NASA Releases Audio From A Black Hole And It’s Creepy

NASA has released the sound of a black hole screaming across light years and, unsurprisingly, it is terrifying.

By Nathan Kamal | Published

Related:
NASA Releases Wild Sounds Of Meteorites Hitting Mars

nasa black hole
Image converted using ifftoany

They say that in space, no one can hear you scream. That is not only a great tagline for a classic science fiction film, it is true that sound waves cannot travel through the vacuum of empty space. Despite that, NASA has found a way to capture audio that seems to be emanating from a supermassive black hole some 240 light years from our own solar system. As you might expect, the sound that NASA has presented as the song of a black hole to the world is utterly alien, terrifying, and a taste of cosmic darkness you might find in a goth ambient album. Have a listen, if you dare:

That sound is emanating from what is known as the Perseus Cluster. It is a collection of galaxies bound together by an even more massive cloud of incredibly hot gas, forming one of the single most mind-bogglingly huge objects that have ever been observed in the known universe. That this cluster of galaxies exists at all would be fascinating enough, but in 2003, researchers at Cambridge University discovered that the gas that surrounds and connects the Perseus Cluster together is, in a word, rippling. As NASA explains, to a scientist, ripples in a gas equal sound and they believe this to be originating from an inconceivably huge black hole in the center of the cluster that causes pressure changes in the gas. Scientists being what they are, NASA converted astronomical data collected from the gas into sound waves, approximating what the sound could sound like if anyone ever could ever hear it.

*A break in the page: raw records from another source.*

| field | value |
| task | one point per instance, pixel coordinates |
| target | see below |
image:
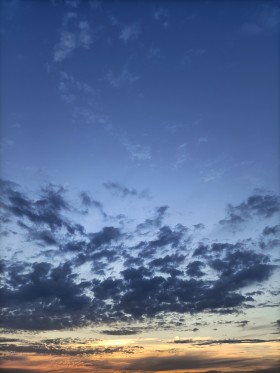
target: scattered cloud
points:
(124, 77)
(123, 191)
(130, 32)
(261, 206)
(137, 152)
(80, 37)
(181, 155)
(264, 20)
(145, 272)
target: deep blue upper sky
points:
(158, 113)
(177, 97)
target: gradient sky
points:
(139, 186)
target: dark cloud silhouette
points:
(262, 206)
(155, 222)
(45, 211)
(223, 341)
(194, 269)
(271, 230)
(45, 349)
(131, 277)
(131, 331)
(189, 361)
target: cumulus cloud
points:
(151, 270)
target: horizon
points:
(139, 180)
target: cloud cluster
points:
(141, 274)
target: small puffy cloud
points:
(261, 206)
(71, 40)
(123, 191)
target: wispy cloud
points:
(130, 32)
(81, 37)
(123, 191)
(265, 19)
(181, 155)
(69, 88)
(161, 15)
(137, 152)
(124, 77)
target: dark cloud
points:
(47, 349)
(45, 211)
(189, 361)
(271, 230)
(123, 191)
(262, 206)
(201, 250)
(194, 269)
(131, 331)
(129, 279)
(223, 341)
(156, 222)
(88, 202)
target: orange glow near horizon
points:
(228, 358)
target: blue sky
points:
(141, 131)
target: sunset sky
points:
(140, 208)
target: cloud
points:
(161, 15)
(131, 331)
(181, 155)
(271, 230)
(137, 152)
(261, 206)
(189, 361)
(88, 202)
(224, 341)
(47, 349)
(264, 20)
(69, 41)
(150, 270)
(123, 191)
(130, 32)
(124, 77)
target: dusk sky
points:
(140, 207)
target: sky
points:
(140, 207)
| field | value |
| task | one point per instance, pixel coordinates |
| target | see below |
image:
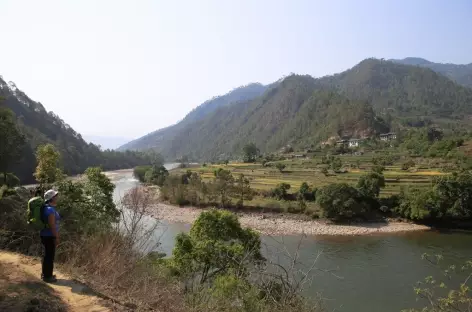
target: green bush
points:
(139, 172)
(341, 201)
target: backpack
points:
(35, 213)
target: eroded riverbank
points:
(278, 224)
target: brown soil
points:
(21, 289)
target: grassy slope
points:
(298, 171)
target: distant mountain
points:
(166, 135)
(403, 90)
(462, 74)
(303, 111)
(106, 142)
(41, 127)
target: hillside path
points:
(21, 289)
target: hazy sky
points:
(125, 68)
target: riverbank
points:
(280, 224)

However, it is definite that no one ever will. For one thing, the Perseus Cluster is hundreds of light years away (and rapidly moving away from us). For another, the actual sound is 57 octaves below a middle C note; at best, humans can hear about 10 octaves below that middle note. However, this NASA interpretation of the sound is the best we will likely ever come to understanding what it would be like if a black hole tried to express itself in musical form. 

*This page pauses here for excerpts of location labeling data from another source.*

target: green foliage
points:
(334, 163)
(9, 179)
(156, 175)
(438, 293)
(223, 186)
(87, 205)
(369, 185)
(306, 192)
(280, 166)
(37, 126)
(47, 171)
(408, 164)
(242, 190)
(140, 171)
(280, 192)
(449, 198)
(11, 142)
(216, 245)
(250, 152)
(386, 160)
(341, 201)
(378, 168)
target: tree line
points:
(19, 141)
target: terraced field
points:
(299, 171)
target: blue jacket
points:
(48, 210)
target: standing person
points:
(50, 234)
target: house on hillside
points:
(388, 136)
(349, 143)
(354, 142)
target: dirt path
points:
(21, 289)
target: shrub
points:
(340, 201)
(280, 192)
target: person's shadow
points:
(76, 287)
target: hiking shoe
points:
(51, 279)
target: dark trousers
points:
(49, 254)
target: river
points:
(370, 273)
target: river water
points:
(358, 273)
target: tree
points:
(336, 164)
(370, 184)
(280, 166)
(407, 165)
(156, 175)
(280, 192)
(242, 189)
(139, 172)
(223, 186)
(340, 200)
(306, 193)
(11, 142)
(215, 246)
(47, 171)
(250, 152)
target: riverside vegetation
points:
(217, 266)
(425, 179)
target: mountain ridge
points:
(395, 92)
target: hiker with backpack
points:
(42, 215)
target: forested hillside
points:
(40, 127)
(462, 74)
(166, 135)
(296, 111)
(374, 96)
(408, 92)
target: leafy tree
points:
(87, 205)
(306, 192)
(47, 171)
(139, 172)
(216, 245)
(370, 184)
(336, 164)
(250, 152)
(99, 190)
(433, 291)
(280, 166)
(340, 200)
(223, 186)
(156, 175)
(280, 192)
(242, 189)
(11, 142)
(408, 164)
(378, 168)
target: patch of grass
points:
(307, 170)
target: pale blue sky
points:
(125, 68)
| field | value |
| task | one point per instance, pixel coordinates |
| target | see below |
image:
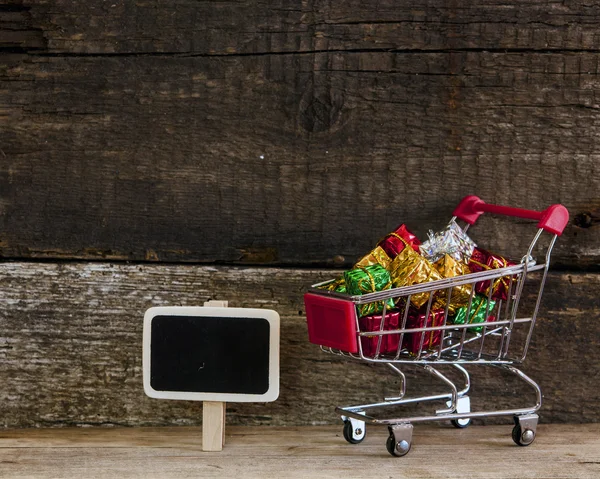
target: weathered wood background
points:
(268, 140)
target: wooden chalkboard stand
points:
(213, 412)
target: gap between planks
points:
(560, 451)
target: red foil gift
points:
(416, 319)
(397, 240)
(482, 260)
(389, 342)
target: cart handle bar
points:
(553, 219)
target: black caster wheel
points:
(523, 438)
(354, 435)
(461, 423)
(398, 450)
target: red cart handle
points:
(553, 219)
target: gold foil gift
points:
(448, 267)
(377, 256)
(409, 268)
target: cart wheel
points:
(354, 435)
(523, 438)
(400, 449)
(461, 423)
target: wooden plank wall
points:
(158, 153)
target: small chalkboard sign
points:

NASA also has to make the assumption that the sound is ultimately coming from a black hole in the Perseus cluster due to a number of factors. For one thing, the cluster is so far away that it makes concrete observations difficult. For another, black holes by definition cannot be observed directly, as their super-dense mass will not allow for light. As such, we can only ever study them by their effects on the space around them. 

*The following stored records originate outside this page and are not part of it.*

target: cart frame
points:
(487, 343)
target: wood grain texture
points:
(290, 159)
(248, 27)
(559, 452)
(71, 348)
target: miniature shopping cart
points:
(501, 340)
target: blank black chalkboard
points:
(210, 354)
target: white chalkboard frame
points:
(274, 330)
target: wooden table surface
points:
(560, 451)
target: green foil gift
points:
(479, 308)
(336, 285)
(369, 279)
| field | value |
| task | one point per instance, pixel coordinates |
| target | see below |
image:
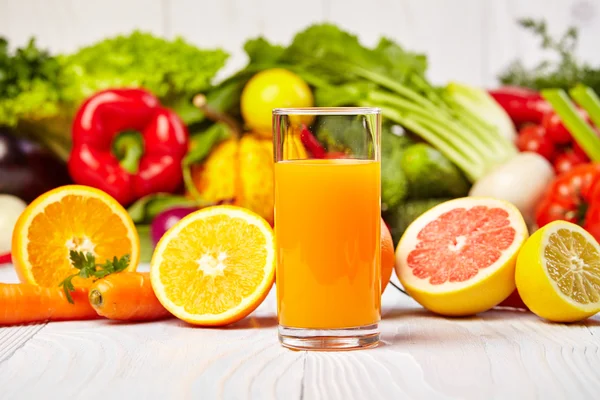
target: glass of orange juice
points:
(327, 227)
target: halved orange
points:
(215, 266)
(68, 218)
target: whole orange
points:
(387, 256)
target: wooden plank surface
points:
(496, 355)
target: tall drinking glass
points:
(327, 227)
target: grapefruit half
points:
(459, 257)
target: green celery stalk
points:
(588, 100)
(471, 144)
(472, 170)
(582, 132)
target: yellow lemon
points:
(558, 273)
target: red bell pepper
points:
(126, 144)
(521, 104)
(575, 197)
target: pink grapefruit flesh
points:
(459, 257)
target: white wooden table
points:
(497, 355)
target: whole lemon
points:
(269, 89)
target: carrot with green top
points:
(22, 303)
(127, 296)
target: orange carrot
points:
(127, 296)
(21, 303)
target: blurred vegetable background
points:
(147, 120)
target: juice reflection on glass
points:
(327, 228)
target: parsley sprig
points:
(86, 264)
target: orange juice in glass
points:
(327, 227)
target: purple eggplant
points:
(26, 169)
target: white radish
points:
(522, 180)
(11, 208)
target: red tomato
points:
(534, 138)
(575, 197)
(565, 162)
(556, 130)
(579, 151)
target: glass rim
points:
(328, 111)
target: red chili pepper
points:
(311, 143)
(521, 104)
(574, 196)
(126, 144)
(5, 258)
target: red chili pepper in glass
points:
(311, 143)
(126, 144)
(522, 105)
(5, 258)
(575, 197)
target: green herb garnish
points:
(86, 264)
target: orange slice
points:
(215, 266)
(68, 218)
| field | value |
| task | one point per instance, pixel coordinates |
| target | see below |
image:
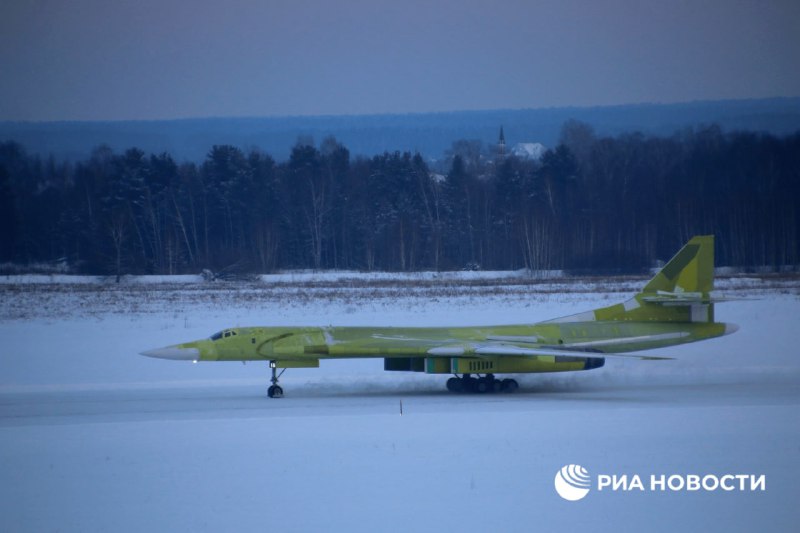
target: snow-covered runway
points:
(94, 437)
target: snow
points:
(95, 437)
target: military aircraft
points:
(674, 307)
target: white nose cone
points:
(173, 352)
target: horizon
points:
(698, 102)
(154, 60)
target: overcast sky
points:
(154, 59)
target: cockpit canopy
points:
(223, 334)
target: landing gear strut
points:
(275, 391)
(480, 385)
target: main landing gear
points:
(488, 383)
(275, 390)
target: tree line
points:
(591, 203)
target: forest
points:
(592, 204)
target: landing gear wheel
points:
(275, 390)
(455, 385)
(509, 385)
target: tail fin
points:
(679, 292)
(690, 271)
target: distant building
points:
(533, 151)
(501, 143)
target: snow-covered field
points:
(94, 437)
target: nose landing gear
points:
(275, 390)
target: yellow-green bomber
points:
(675, 307)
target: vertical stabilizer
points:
(679, 292)
(691, 270)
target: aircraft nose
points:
(174, 352)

NASA has recently been in the news due to the unprecedently clear and detailed photographs it has received from the James Webb Space Telescope. However, it does seem like NASA could also be wowing people by creating some kind of “dark sounds of the universe” playlist and selling downloads. At the very least, the agency has probably sparked a hundred new science fiction stories about the sounds that various astronomical bodies make between themselves.